Conclusions: The proportion of patients wait–listed for LT for decompensated HCV cirrhosis has significantly decreased over time. These changes are possibly related to the large–scale use of direct–acting antivirals.


Chronic Hepatitis C Virus (HCV) infection is associated with substantial mortality, with over 350.000 deaths per year attributed to HCV–related cirrhosis and hepatocellular carcinoma (HCC).[1,2] The development of cirrhosis and HCC due to HCV infection represent the most common indications for liver transplantation (LT) in western countries.[3,4] Hepatitis C therapies in current clinical practice have revolutionized the natural history of patients with chronic HCV.[5,6] New direct acting antivirals (DAAs) have changed the approach to HCV infection and also the prognosis of patients with HCV–related liver disease. Indeed, DAAs are highly effective at eradicating HCV infection in most circumstances, included in patients with advanced liver disease.[7–12] An improvement in liver function, indirectly assessed through the Model for End–Stage Liver Disease (MELD) and Child–Pugh–Turcotte (CPT) scores, has been observed in the majority of patients. Such functional improvement can result, in some cases, in a significant clinical improvement with reversal of decompensation.[5]

The long–term impact of HCV treatment in patients with HCV cirrhosis and its effect on LT candidacy, however, remain to be seen.[13] Indeed, by treating waitlisted patients and eradicating HCV, reduction in MELD score together with clinical improvement may result in delisting from the waiting list (WL).[14,15] In some cases though, the improvement of the MELD score may not reach the point of delisting and/or may not be followed by relevant clinical improvement, leaving the patient with a lower MELD score that reduces the probability of receiving a LT under the current MELD allocation system (the so–called MELD purgatory or limbo).

The treatment goal of chronic HCV is to achieve virological cure.
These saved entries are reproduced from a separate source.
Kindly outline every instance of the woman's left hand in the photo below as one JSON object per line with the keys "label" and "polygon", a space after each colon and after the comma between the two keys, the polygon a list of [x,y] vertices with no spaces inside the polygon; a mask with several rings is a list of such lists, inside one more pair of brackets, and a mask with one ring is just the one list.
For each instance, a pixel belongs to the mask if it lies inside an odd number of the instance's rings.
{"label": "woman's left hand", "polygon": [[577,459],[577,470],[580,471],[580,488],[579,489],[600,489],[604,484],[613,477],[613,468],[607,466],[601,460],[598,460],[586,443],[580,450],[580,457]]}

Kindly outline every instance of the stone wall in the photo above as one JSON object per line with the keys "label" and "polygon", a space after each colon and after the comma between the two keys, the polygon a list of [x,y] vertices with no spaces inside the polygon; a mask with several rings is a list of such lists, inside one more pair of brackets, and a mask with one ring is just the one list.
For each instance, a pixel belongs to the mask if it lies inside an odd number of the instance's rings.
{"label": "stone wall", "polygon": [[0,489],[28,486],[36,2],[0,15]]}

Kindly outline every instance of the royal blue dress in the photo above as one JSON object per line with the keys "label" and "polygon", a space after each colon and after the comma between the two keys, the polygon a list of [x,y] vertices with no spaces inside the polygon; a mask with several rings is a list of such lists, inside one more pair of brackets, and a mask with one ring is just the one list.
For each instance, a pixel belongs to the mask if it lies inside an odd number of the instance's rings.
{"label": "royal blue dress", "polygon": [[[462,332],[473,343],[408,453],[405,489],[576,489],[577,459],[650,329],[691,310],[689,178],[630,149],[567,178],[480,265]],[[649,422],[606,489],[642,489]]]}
The approval of the first–generation DAAs in 2011, boceprevir and telaprevir, marked the beginning of a new era in the treatment of chronic HCV. Although extremely toxic in patients with advanced liver disease, their use in Spain was initially restricted to those with bridging fibrosis and/or compensated cirrhosis. Previously, they had been used as compassionate use. In turn, all–oral DAAs therapies were available in Spain since 2014, first within the context of compassionate programs and since 2015 within the Spanish National Strategic Plan for the treatment of HCV. Within this plan, patients prioritized to receive therapy in 2015 were those with advanced liver disease including patients in the setting of LT.

Chronic HCV infection has been the leading indication for LT in our center, La Fe University Hospital, ever since the first LT was performed more than 20 years ago. On average, 100 liver transplants are performed every year. In Spain, non–biliary cirrhosis, particularly alcohol– and HCV–related cirrhosis (60%), and tumors, mainly HCC (19%), are the most common indications for LT.[16] Allocation in Spain is mostly but not uniquely MELD–based. In our region, where allocation is based on MELD score, the median MELD at transplantation is 17 (range: 6–38) with a median time spent in the waiting list of 141 days, ranging from 49 to 346 days (data from 2014, www.SETH).

The aims of our study were to establish whether LT indications in our center have changed overtime, particularly in recent years, as a result of the introduction of HCV therapies based on DAAs, as well as to determine the impact of DAA on WL delisting due to clinical improvement.